Pastoral Perspectives on Death and Dying

REL883
Fall 2017
M 3:30 - 5:20pm
Area: 
Area IV
Permission Not Required
No Limit to Enrollment
Course Description: 

This course is designed to increase participants’ wisdom, skill, and pastoral sensitivity in times of death, dying, and bereavement. A variety of religious and cultural perspectives will be considered, emphasizing the importance of context and faith community. Practice sessions and other exercises will address the role chaplains as well as congregational leaders. Course literature will include memoirs as well as readings in pastoral theology, applied philosophy, the history of medicine, and the social sciences. 

Background Expected: 

Intro to Pastoral Theology and Care is helpful but not required.

Course Requirements: 

Reading approximately 100 pages per week.

Attendance is required.

One reflective paper (6-7 pages)

Creation of a ministry-related project (6-7) pages

Final Exam 

Basis of Evaluation: 

Credit/no credit is the standard. For Grades:

Honors to H-Range—Class participation in all discussions and exercises marked by thorough preparation, curiosity, perceptive listening, and insightful speaking. Superior to excellent understanding and practical skill, evident in all assignments. A creative project that is clearly presented, technically precise, and culturally sensitive. A well-written, analytic, reflective, and comprehensive final exam.

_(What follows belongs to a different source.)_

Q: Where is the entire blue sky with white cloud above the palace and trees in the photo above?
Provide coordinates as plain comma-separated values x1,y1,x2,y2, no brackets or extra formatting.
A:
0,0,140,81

High Pass+ to HP Range—Class participation marked by thoughtful preparation, interest, and meaningful contributions. Fine understanding of the required reading and demonstrated skill in practice exercises. The paper, project, and final exam demonstrate a substantial base of knowledge and cultural awareness. The work is original and sound, though it may contain a few errors or weaknesses in style and form.

High Pass- (required for “credit”)—Class participation marked by preparation and thoughtful  exchange of ideas. At least 80% of the reading and exercises must be done. A coherent theological reflection paper, a solid project, and a final exam that reflects a basic understanding of course themes is expected. There may be a few errors in knowledge, form, or style.